Open chenym250 opened 7 years ago
In case someone who may have encountered the same issue finds this post in the future, I was able to bypass this issue by encoding the raw data into a Base64 string and passing the string to a simple service hosted on the robot (written in Python or C++), which would then decode the string and call sendRemoteBufferToOutput() function via qimessaging's Python (or C++) API.
I want to be able to send binary audio data remotely to a pepper robot. While I was able to do so using Naoqi's sendRemoteBufferToOutput() method with qi framework and C++ SDK (2.5.5), I can't find a simple way to call that method in Java.
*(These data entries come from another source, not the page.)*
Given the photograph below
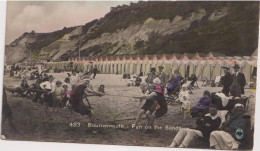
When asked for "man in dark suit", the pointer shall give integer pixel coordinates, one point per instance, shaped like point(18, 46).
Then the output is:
point(238, 82)
point(226, 81)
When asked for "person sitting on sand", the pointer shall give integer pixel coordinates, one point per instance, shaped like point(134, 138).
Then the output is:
point(138, 80)
point(49, 88)
point(57, 96)
point(175, 83)
point(235, 134)
point(153, 95)
point(66, 95)
point(151, 76)
point(202, 106)
point(184, 98)
point(7, 113)
point(205, 125)
point(101, 88)
point(77, 97)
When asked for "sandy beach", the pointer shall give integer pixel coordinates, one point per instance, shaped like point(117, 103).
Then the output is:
point(114, 114)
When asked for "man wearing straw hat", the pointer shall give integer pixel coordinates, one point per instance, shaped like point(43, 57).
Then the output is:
point(238, 82)
point(162, 76)
point(234, 133)
point(151, 76)
point(153, 95)
point(226, 80)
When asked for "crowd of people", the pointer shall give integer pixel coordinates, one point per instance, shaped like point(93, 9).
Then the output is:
point(73, 91)
point(233, 131)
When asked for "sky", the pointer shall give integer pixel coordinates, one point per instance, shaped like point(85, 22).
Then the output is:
point(25, 16)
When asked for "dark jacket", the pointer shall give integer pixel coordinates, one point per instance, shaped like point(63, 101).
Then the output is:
point(241, 80)
point(206, 125)
point(226, 80)
point(239, 126)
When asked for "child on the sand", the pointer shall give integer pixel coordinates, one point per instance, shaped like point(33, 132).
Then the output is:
point(57, 101)
point(66, 95)
point(184, 98)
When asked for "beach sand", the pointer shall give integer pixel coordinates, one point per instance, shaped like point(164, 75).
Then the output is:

In C++, sendRemoteBufferToOutput() accepts an ALValue constructed from a binary buffer (ALValue.setBinary()); in Java it's even more ambiguous. According to jnaoqi's API, it accepts merely an Object. I tried passing a byte array or a list of bytes or a byteBuffer, none of which works, and I constantly get this error:
qimessaging.jni: Cannot serialize return value: Unable to convert JObject in AnyValue
(Additionally, when I was using qimessaging's API I got this error:
qimessaging.remoteobject: no promise found for req id:162 obj: 60 func: 2 type: Reply
)I looked into old documentations, and in version 1.14 there is a binding class for ALValue, called Variant, that I can't find in the new API. Qimessaging seemed to support customizable serializers, but I don't think it was included in the 2.5.5 release. So I ran out of ideas. Another way I can think of now is to wrap either ALValue or my entire C++ application in JNI, but I'd like to know the right way to call sendRemoteBufferToOutput() in Java before going that route.
In conclusion, my issue is: is it possible to pass a byte buffer to sendRemoteBufferToOutput() in Java?